« J’avais trop envie de skier en Afrique », jubile une touriste éthiopienne casquée sur la seule piste du sud du continent, une bande d’un kilomètre de poudre artificielle qui se découpe sur fond de montagnes pelées et brûnatres à plus de 3.000 mètres au Lesotho.
Mais ce petit paradis pour ceux qui veulent se mettre à la godille, au surf, ou tout simplement voir et toucher de la neige, est menacée par des coûts prohibitifs, notamment pour produire cet or blanc en période de sécheresse.
Sharon Kadangwe, directrice artistique de 29 ans venue du Malawi en compagnie de sa mère, a le buste penché et les jambes fléchies, hyper concentrée à sa sortie du tire-fesses.
« C’est exaltant et un peu stressant, comme la première fois que j’ai fait du vélo ou nagé. Les premières leçons sont terribles, après on trouve un rythme et ça devient rigolo », confie-t-elle en combinaison rose à l’AFP.
Ce plaisir rare attire pendant l’hiver austral, de juin à août, des visiteurs de tout le continent mais principalement d’Afrique du Sud voisine.
Le domaine Afriski a repris ses activités cette année, après avoir été contraint de fermer l’an dernier, en raison de coupures d’électricité et autres problèmes logistiques.
Le site, ouvert en 2002 dans les montagnes Maluti (nord-est), peut en l’absence de chutes de neige, à l’exception de quelques semaines par an, fonctionner grâce aux canons et températures négatives.
« C’est ici que j’ai appris à skier. J’adorerais essayer ailleurs un jour à l’étranger mais j’ai grandi dans cette région », confie Bianca Rentzke, entrepreneure sud-africaine de 29 ans, qui fréquente la « station » depuis ses 11 ans.
Les moniteurs viennent de France, des Etats-Unis, mais Afriski cible des clients locaux.
« Pour eux, c’est moins cher que d’aller en Europe », explique la gérante Puseletso Mahlakajoe, à la tête de quelque 200 employés.
Petite colline « magique »
« Cet endroit est magique, même si nous n’avons ici qu’une petite colline », s’enthousiasme Shayne Murray, directeur de l’école de ski sur fond de musique pop diffusée à plein régime.
Autour de lui, les visiteurs d’un jour, en T-shirts ou doudounes, sirotent en terrasse une bière ou prennent des selfies sous un soleil capricieux.
Le passe à la journée coûte l’équivalent de 60 euros, une somme pour la région.
L’eau pour alimenter les canons provient de huit retenues voisines.
Mais personne ne semble particulièrement préoccupé par la facture environnementale d’une telle opération, alors que la région subit depuis plusieurs mois une sécheresse sévère liée au phénomène El Nino.
Mais les coûts de fonctionnement sont lourds, souligne la gérante, d’autant que l’opération ne peut s’appuyer sur aucun financement extérieur.
« Nous devons nous assurer que notre entreprise fonctionne de manière autonome, et c’est parfois là que le bât blesse », dit Mme Mahlakajoe. « L’électricité est très chère.

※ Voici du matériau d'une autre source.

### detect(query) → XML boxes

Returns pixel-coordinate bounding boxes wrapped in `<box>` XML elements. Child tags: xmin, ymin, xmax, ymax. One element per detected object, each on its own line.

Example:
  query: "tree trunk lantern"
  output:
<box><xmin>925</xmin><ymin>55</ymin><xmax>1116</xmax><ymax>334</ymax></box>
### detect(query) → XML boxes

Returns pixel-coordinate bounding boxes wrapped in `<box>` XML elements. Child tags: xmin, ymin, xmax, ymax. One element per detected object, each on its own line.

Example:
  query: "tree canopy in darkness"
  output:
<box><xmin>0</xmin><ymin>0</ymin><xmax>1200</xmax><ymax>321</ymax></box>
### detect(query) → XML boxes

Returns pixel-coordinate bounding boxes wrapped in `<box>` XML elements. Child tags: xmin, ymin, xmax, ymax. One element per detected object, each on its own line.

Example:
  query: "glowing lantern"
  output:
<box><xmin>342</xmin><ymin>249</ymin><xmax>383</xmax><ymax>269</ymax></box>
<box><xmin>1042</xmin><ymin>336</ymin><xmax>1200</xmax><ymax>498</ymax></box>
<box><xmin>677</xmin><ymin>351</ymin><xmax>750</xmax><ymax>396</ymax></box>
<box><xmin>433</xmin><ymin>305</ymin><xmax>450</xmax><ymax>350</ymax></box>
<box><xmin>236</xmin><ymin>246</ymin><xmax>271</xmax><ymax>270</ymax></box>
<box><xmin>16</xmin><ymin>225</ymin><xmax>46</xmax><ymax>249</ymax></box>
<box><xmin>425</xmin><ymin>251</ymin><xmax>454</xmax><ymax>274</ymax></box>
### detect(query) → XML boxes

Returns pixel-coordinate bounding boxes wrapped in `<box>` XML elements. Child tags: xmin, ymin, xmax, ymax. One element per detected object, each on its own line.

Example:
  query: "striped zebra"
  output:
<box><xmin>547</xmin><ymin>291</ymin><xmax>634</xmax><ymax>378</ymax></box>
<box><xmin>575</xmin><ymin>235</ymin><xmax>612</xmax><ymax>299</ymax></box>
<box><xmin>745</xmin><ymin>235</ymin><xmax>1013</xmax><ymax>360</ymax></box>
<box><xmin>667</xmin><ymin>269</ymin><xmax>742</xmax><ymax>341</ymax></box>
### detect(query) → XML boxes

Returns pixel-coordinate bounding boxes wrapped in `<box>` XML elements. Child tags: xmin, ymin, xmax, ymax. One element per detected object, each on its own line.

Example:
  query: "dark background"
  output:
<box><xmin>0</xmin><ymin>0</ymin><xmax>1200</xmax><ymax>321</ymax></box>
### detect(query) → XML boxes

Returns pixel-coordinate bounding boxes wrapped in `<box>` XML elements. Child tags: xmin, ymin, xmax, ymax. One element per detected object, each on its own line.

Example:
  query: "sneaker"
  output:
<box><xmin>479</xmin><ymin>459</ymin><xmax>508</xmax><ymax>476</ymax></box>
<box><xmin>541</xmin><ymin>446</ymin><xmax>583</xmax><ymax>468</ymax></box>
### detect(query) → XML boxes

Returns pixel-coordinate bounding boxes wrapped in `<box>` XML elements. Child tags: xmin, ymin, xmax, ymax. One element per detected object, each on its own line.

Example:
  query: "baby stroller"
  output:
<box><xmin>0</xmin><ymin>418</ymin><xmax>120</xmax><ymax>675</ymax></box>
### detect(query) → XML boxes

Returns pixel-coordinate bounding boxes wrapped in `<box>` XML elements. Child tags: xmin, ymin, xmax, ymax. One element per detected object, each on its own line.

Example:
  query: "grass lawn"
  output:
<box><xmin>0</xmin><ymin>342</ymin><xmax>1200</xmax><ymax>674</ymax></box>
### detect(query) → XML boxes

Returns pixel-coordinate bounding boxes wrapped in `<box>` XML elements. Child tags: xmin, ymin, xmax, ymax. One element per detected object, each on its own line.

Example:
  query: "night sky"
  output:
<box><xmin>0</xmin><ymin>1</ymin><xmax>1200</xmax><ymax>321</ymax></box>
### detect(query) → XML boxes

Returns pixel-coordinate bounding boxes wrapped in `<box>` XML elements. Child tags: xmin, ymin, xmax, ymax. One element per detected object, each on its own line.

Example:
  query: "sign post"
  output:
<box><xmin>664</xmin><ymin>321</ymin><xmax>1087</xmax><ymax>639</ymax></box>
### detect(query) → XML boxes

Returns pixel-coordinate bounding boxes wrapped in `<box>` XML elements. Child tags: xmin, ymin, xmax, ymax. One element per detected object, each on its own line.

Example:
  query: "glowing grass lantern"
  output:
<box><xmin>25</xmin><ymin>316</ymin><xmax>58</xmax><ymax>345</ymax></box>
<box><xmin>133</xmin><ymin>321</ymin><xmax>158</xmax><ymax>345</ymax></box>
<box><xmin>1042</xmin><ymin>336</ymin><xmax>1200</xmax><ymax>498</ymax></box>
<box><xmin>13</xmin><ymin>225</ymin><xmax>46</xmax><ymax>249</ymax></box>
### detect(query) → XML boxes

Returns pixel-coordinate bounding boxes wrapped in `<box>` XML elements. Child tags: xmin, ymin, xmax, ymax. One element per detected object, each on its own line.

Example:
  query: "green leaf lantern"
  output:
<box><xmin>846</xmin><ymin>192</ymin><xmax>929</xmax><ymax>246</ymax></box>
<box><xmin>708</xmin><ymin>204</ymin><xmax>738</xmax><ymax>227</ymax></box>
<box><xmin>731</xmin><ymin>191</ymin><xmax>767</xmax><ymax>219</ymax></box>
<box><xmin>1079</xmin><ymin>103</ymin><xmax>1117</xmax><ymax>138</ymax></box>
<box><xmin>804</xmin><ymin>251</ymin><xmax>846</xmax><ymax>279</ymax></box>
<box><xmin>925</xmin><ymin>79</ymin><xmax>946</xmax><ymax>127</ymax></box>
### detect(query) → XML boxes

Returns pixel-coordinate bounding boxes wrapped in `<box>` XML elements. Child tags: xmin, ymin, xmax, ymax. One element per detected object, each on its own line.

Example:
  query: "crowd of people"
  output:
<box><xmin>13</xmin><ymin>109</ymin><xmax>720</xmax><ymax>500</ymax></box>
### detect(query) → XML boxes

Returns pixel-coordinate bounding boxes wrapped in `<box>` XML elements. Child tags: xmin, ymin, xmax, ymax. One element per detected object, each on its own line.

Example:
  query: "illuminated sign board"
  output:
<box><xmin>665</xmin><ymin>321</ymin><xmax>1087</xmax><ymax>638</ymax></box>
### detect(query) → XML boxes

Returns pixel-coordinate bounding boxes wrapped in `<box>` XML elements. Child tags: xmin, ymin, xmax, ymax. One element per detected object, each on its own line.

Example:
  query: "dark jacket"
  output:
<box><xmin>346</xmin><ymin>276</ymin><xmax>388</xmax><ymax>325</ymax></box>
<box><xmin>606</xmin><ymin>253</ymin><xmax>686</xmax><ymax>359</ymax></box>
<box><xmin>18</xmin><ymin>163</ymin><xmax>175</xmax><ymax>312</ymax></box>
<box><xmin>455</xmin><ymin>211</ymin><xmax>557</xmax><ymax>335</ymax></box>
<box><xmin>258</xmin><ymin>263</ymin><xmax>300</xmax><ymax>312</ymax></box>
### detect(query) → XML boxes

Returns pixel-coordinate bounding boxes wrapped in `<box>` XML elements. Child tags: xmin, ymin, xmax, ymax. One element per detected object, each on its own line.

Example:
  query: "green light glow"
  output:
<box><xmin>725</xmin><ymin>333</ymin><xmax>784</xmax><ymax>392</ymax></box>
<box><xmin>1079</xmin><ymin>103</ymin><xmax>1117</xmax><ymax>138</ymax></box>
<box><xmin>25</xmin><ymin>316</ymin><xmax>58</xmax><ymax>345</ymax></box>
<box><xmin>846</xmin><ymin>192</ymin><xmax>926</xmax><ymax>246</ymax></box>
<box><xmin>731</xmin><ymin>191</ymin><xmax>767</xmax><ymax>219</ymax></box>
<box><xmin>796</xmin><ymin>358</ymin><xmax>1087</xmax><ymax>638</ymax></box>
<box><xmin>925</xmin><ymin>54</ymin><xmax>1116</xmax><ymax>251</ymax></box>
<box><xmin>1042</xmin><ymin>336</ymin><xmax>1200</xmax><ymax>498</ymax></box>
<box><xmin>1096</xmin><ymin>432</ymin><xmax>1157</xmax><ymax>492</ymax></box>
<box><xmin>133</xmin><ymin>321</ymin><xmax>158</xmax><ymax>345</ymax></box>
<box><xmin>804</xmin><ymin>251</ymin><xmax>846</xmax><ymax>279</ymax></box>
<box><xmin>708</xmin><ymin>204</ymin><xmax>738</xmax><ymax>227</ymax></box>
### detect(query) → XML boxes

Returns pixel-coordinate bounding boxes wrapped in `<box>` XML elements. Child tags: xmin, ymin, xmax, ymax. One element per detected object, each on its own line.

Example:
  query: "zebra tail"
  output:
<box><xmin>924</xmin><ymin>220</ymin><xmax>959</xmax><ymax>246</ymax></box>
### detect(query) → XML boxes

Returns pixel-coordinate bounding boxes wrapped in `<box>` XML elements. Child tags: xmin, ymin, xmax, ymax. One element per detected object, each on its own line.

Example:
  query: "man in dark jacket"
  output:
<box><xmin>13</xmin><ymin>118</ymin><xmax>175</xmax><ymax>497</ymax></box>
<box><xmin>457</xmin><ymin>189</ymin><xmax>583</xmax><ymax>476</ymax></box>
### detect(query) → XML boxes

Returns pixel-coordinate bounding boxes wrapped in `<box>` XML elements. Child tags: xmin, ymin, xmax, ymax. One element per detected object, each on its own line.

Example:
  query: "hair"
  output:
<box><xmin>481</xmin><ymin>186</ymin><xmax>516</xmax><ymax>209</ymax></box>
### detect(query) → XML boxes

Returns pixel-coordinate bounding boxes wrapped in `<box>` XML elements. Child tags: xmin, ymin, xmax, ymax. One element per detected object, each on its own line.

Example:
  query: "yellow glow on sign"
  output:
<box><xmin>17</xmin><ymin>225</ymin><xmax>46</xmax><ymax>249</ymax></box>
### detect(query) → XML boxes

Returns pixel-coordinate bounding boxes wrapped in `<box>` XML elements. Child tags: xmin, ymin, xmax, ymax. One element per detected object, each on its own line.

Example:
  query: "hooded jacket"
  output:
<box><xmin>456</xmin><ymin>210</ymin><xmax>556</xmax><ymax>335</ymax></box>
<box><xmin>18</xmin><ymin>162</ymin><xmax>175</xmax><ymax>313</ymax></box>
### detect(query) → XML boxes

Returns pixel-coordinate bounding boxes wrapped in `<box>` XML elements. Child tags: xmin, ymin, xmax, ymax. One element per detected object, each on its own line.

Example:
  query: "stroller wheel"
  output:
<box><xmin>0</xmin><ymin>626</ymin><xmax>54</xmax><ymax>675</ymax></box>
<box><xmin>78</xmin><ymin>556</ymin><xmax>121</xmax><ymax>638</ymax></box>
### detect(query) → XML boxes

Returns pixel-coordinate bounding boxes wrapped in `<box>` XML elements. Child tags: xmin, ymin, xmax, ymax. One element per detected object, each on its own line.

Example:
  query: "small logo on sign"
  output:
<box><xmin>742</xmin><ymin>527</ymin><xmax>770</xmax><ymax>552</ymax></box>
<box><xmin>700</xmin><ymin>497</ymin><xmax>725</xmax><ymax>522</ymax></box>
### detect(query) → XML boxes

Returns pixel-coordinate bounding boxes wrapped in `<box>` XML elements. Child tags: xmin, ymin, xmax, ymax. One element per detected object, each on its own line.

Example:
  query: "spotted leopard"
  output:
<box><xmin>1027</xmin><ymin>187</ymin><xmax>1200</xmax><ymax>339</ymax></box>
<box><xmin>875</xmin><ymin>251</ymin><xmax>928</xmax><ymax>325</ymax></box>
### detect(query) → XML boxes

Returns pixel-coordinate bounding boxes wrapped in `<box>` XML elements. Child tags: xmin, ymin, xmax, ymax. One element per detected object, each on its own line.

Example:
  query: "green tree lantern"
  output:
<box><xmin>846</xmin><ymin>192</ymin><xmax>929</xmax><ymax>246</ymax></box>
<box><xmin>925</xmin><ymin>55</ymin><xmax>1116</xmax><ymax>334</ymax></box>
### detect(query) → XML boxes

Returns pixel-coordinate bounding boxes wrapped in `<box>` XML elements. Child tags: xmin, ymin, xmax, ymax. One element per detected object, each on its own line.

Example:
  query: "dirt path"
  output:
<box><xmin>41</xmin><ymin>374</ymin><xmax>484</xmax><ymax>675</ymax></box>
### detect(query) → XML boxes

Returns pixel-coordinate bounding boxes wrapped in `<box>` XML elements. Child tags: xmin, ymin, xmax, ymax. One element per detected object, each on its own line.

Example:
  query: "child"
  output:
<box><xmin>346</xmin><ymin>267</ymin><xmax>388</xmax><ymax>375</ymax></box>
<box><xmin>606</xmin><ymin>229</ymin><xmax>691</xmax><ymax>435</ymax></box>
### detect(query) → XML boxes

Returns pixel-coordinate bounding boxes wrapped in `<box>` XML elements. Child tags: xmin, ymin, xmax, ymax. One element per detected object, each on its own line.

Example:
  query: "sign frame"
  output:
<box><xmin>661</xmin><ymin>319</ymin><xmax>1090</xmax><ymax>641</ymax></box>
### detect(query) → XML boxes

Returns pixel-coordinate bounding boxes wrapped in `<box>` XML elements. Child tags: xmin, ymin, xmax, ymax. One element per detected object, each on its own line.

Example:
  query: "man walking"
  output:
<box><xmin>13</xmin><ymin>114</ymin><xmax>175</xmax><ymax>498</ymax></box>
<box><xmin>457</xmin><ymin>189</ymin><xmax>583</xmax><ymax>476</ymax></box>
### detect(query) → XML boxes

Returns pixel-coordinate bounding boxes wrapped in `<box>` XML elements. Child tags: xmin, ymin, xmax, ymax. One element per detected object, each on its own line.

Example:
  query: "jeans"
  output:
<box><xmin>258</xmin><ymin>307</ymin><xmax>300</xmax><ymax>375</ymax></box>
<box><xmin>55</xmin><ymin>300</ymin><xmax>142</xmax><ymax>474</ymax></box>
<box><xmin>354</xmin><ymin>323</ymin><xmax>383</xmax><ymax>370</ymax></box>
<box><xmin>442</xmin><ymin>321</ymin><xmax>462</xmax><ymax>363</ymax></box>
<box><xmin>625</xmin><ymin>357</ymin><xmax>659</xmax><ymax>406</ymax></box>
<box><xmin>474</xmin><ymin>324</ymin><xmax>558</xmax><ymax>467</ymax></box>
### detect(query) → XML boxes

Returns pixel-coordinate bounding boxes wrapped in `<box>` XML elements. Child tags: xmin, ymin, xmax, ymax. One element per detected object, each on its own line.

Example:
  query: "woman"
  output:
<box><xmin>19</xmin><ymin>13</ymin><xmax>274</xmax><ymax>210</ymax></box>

Certains mois, nous ne sommes pas en mesure de payer notre facture, parce que nous n’avons pas gagné assez d’argent ».
Afriski a pu se remettre sur pied après la pandémie de Covid mais la seule autre station de ski de la région, Tiffindel en Afrique du Sud, a été contrainte de fermer ses portes cette année.
Hors saison, Afriski accueille des conférences et des stages de formation d’équipes pour joindre les deux bouts, explique son directeur général, Theo Ferreira.
L’entreprise est actuellement stable. Mais « il serait sans doute bon de trouver quelques sponsors », glisse-t-il à l’AFP.